By Ethan Knox
Working among her assortment of animal bones, shelves of science books, diagrams, and papers, Anne Clark’s looks to an unlikely place to learn about humans: communities of crows.
“The interesting thing about crows is that they mirror a lot of primates, including ourselves, in having long life histories,” Clark said. “Age, sex, experience and status will all kind of interact as to what is going on, with whom, in the group. They’re also very cooperative.”
Clark, currently an associate professor in biological sciences at Binghamton University, studies the social behaviors of Corvus brachyrhynchos, also known as American crows. Clark’s research take place in Ithaca, NY, near where she and her family now live.
Although the original study began 30 years ago with a different researcher, for the past 15 years Clark has managed the ever-expanding project along with her graduate students.
Before she came to Binghamton, though, Clark held many positions in her decades-long career.
After receiving her bachelor’s and master’s degree from the University of Chicago— with a year-and-a-half stint as a zookeeper in-between— Clark moved on to work at the University of the Witwatersrand in Johannesburg, South Africa, where she studied bush babies during the times of apartheid.
Clark later went on to become an associate specialist at UC Davis, although nepotistic practices prevented many from jobs in such crowded fields. Clark eventually moved on to Michigan State, where she became a research associate at Kellogg Biological Station.

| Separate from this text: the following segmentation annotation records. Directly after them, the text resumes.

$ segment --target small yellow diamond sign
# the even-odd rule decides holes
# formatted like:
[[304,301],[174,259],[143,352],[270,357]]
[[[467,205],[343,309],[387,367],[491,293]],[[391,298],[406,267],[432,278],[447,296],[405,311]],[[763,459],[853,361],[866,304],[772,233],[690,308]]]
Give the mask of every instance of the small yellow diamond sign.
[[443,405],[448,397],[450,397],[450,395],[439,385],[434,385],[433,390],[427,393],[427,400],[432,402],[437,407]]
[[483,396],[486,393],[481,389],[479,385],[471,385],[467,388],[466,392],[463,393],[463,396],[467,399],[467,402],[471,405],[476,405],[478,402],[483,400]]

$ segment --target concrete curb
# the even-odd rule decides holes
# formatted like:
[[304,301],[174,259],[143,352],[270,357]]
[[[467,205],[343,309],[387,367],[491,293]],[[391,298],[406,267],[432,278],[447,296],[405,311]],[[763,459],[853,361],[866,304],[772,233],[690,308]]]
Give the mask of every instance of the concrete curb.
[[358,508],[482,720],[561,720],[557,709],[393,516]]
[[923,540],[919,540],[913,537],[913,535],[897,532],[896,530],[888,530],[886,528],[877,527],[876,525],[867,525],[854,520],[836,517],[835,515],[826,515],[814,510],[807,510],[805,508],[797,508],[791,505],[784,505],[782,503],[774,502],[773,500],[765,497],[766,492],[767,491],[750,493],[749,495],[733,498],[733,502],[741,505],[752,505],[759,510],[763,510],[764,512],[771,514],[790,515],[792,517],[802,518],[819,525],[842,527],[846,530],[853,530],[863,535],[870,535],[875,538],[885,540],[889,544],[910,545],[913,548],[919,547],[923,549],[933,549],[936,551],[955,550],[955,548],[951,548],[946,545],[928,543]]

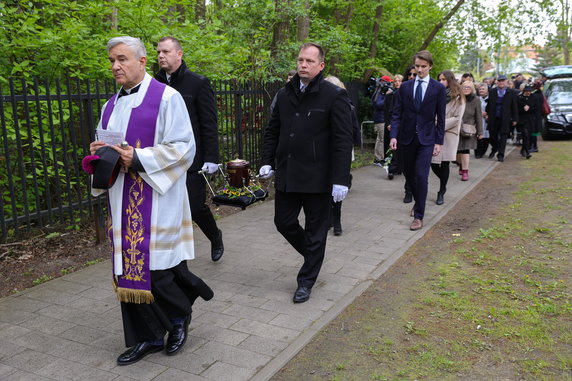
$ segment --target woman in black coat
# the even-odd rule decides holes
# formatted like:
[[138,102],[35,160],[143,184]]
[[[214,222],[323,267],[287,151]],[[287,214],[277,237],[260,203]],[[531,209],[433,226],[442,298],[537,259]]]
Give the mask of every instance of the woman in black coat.
[[539,110],[538,100],[532,95],[533,90],[532,85],[526,85],[517,98],[518,124],[516,128],[522,135],[520,154],[527,159],[532,157],[529,152],[530,135],[536,129],[536,114]]

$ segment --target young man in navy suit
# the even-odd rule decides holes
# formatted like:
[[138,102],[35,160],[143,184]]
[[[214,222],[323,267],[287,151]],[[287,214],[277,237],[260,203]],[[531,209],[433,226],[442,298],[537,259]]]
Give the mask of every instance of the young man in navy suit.
[[391,121],[391,149],[399,140],[403,170],[411,185],[415,205],[411,209],[411,230],[423,227],[431,156],[441,152],[445,134],[445,86],[429,77],[433,56],[427,50],[415,54],[417,78],[403,82],[395,98]]

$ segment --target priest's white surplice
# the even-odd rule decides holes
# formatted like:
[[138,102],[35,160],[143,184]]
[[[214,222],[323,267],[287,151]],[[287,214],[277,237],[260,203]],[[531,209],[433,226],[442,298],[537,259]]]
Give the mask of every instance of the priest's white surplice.
[[[125,136],[131,111],[143,101],[151,76],[145,74],[139,91],[115,99],[115,107],[107,129],[119,131]],[[103,106],[101,115],[108,102]],[[101,120],[98,128],[101,128]],[[165,270],[181,261],[193,259],[193,223],[187,194],[187,169],[191,166],[196,146],[193,129],[185,102],[173,88],[167,86],[161,98],[157,116],[153,147],[136,148],[137,157],[145,172],[139,172],[143,180],[153,188],[151,216],[150,269]],[[113,223],[122,215],[123,182],[120,173],[109,192],[113,228],[113,260],[115,275],[122,275],[121,224]],[[92,189],[97,196],[104,193]]]

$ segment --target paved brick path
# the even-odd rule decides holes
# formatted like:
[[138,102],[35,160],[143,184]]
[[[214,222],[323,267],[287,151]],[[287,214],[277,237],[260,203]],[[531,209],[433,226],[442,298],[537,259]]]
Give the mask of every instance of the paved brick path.
[[495,163],[472,160],[468,182],[451,166],[442,206],[434,203],[438,185],[431,174],[425,227],[418,232],[409,230],[412,204],[402,202],[403,176],[389,181],[375,166],[354,171],[342,207],[344,233],[330,233],[318,282],[303,304],[292,303],[302,257],[276,231],[273,202],[219,221],[226,246],[220,262],[211,262],[210,245],[196,230],[198,258],[189,268],[215,297],[197,301],[189,341],[173,357],[156,353],[116,366],[125,347],[110,261],[0,299],[0,380],[266,380]]

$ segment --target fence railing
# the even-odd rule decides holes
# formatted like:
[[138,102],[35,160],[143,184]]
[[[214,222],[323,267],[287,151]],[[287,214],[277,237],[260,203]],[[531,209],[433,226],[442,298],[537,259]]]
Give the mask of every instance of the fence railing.
[[[212,85],[221,161],[240,157],[257,168],[269,106],[281,84]],[[0,85],[0,243],[34,228],[75,224],[101,210],[105,200],[91,196],[80,162],[101,107],[116,91],[113,82],[101,80],[10,79]]]

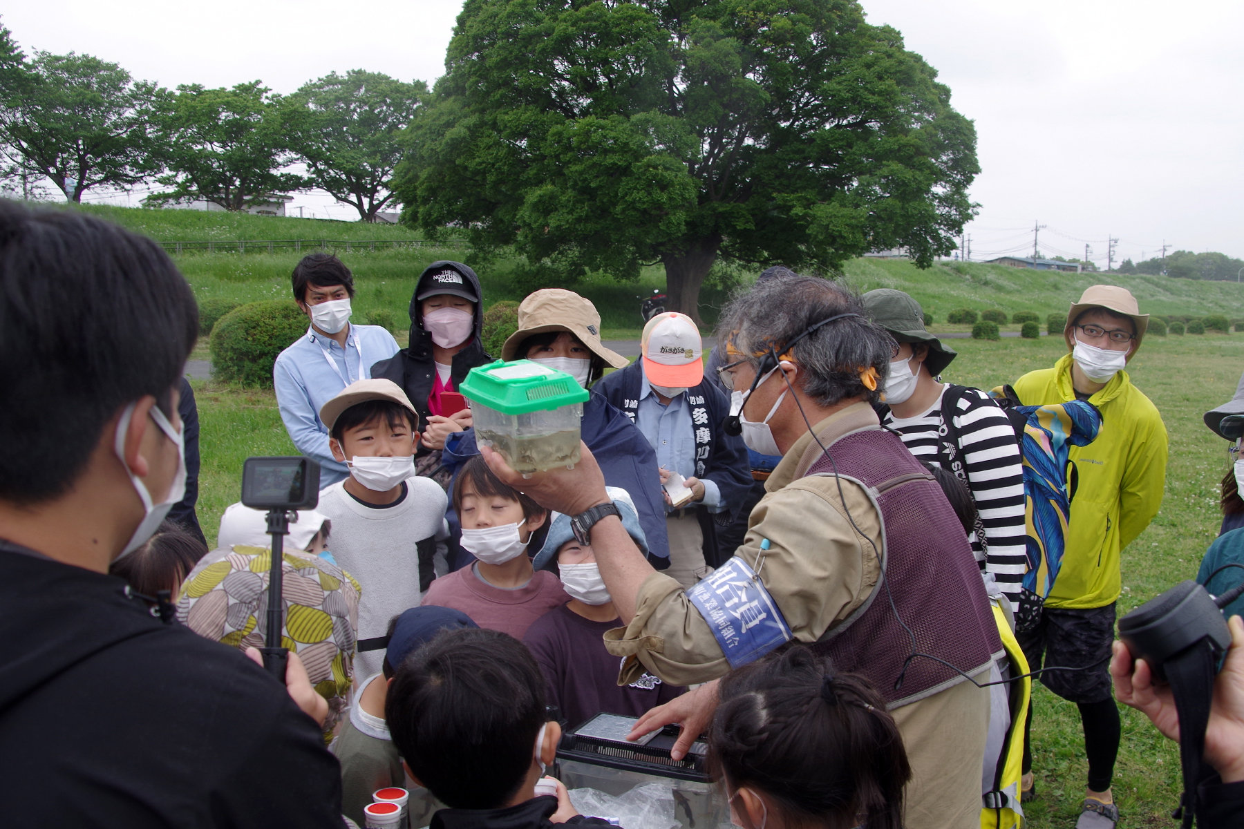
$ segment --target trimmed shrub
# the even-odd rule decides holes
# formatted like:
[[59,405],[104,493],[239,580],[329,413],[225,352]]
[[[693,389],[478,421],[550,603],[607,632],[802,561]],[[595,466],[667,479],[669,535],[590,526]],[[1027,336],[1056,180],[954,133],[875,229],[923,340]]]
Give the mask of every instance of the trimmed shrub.
[[372,308],[367,313],[367,324],[379,326],[392,334],[393,329],[397,328],[397,319],[393,317],[393,312],[388,308]]
[[1228,334],[1232,331],[1230,321],[1220,313],[1213,313],[1202,319],[1207,331],[1217,331],[1220,334]]
[[211,333],[220,318],[226,313],[239,307],[241,303],[236,300],[204,300],[199,303],[199,337],[207,337]]
[[480,338],[484,341],[484,350],[493,357],[501,357],[501,346],[519,329],[519,303],[513,300],[494,302],[484,312],[484,331]]
[[271,388],[272,363],[307,329],[291,300],[234,308],[211,331],[211,372],[219,380]]
[[998,323],[993,319],[982,319],[972,327],[973,339],[1001,339],[998,333]]

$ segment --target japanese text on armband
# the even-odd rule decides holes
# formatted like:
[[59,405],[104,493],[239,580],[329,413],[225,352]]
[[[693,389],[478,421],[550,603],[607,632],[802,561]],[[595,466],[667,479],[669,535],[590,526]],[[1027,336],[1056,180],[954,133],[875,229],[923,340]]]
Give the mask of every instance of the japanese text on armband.
[[730,667],[755,661],[794,639],[764,583],[735,556],[687,592]]

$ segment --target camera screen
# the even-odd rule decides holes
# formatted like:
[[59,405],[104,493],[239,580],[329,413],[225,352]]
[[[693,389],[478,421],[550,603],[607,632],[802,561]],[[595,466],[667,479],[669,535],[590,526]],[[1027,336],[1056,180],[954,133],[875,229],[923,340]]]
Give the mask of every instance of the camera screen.
[[304,464],[287,460],[255,464],[250,496],[270,502],[301,501],[302,469]]

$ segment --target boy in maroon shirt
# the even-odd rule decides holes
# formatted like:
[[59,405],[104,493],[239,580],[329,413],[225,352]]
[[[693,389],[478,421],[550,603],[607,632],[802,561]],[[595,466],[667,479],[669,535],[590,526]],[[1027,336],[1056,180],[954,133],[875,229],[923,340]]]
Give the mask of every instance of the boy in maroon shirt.
[[423,604],[462,610],[480,628],[522,639],[532,621],[570,600],[557,577],[534,569],[527,557],[549,513],[501,483],[479,455],[458,474],[453,503],[460,543],[479,561],[433,582]]
[[[647,553],[631,496],[617,487],[606,491],[622,513],[622,526]],[[561,708],[571,726],[602,712],[638,717],[669,702],[687,689],[666,685],[647,672],[631,685],[618,686],[618,657],[605,650],[602,636],[606,630],[621,628],[622,620],[601,580],[592,548],[575,539],[570,516],[554,515],[534,564],[542,568],[556,562],[570,602],[540,616],[522,638],[549,681],[549,702]]]

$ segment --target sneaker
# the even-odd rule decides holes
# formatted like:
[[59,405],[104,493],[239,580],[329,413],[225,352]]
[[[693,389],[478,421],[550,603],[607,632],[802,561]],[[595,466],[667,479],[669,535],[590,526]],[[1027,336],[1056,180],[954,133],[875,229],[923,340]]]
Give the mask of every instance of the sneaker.
[[1115,829],[1115,825],[1118,823],[1118,807],[1113,803],[1102,803],[1101,800],[1086,798],[1080,804],[1080,808],[1084,812],[1080,813],[1080,819],[1076,820],[1076,829]]

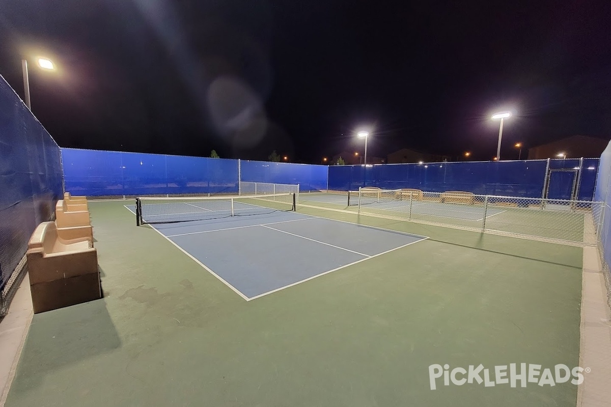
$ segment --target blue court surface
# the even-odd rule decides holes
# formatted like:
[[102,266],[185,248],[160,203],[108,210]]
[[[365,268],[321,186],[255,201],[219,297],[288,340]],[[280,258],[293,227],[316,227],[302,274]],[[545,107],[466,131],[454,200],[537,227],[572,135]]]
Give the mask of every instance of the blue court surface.
[[148,226],[247,300],[426,239],[295,212]]

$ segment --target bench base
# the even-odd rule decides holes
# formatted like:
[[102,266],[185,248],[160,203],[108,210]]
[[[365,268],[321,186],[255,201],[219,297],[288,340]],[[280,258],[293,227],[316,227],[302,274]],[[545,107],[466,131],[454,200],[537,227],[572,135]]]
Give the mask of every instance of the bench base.
[[102,298],[99,272],[31,284],[30,291],[34,314]]

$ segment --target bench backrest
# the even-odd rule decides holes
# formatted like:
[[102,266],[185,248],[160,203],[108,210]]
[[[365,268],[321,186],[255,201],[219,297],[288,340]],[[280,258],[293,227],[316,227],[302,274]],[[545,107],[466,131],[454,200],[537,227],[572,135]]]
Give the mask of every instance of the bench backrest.
[[32,234],[27,243],[27,250],[43,253],[53,253],[57,239],[57,230],[56,229],[55,222],[42,222]]

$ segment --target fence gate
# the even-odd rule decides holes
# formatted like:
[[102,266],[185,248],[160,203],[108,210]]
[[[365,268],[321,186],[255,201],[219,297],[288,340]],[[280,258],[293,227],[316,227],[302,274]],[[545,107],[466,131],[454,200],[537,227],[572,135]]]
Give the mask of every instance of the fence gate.
[[579,169],[549,170],[546,177],[544,198],[576,200]]

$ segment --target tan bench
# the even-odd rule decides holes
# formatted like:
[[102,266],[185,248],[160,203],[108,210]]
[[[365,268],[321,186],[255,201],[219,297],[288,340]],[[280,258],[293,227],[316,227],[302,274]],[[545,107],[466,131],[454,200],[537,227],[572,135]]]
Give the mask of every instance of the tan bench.
[[379,200],[382,196],[382,189],[378,187],[363,187],[360,189],[360,195],[369,198],[376,198]]
[[441,201],[472,205],[475,202],[475,195],[464,191],[446,191],[441,193]]
[[64,193],[64,200],[75,211],[88,211],[86,196],[72,196],[70,192]]
[[395,193],[395,198],[398,200],[409,200],[411,196],[413,201],[422,201],[424,200],[424,195],[422,191],[419,189],[413,189],[412,188],[403,188]]
[[98,254],[88,240],[64,240],[54,222],[43,222],[26,255],[34,313],[101,298]]
[[55,206],[55,225],[59,237],[67,240],[86,239],[93,245],[93,228],[89,220],[89,211],[75,211],[65,200],[57,201]]

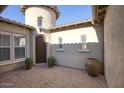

“It is complicated to study, particularly if animals are mobile,” she said. “And I had enough trouble with my bush babies following them through the night, so then I decided to really make it difficult and study crows.”
In the past, Clark has worked with nocturnal primate species and other birds, such as parrots, budgies, and red-winged blackbirds. She says crows and other Corvus species are unique in the sense that they breed cooperatively, adapt quickly— even to urban life— and have long life histories influenced by their personalities and relationships within groups.
Clark and her students cover everything from the patterns of brain lateralization, the impact of West Nile virus, and the ways crows react to humans and other predators near their roosts. Their work has shattered many of the predetermined assumptions made when the study began.
Most background beliefs, including the idea crows maintained something similar to nuclear families, turned out to be wrong, Clark said. Crows actually practice what is called fission-fusion, in which crows form groups, such as family units, and then split apart and form others. This often depends on the social situations in which they encounter— much like humans.
“The parallels between primates and certain bird groups are very strong,” she said. “I’m not thinking that this is bird-ology, per se, or crow-ology. I think they are good representatives of groups which do have evolved, long term, long-life history,” she said.
In fact, humans can learn a lot from these birds, Clark said. The connections they hold to other animals and the ecological processes which run our world are numerous; potentially, they are the basis of comparative work on par with the recreation of the human evolutionary chain. This is one reason why Clark makes it a point to emphasize conservation.
“Things can be common, common, common, in some sense, until suddenly, they’re gone,” she said. “I don’t know how to both communicate that and get people to decide what’s important to study so we can stop it.”
Clark and her graduate students, along with organizing 30 years of research, are now working on collaborating with other scientists around the world to start studies on other species of crows, some who could be critically endangered. Meanwhile, she urges the everyday person to action, to pay attention, and to get involved.
“Having people get involved in doing the kind of down in the dirt, citizen science, appreciating biodiversity—appreciating the complexity of what’s going on in their patch of the woods” she said. “We really need to have a renaissance. The average citizen should feel competent to do something, to help science.”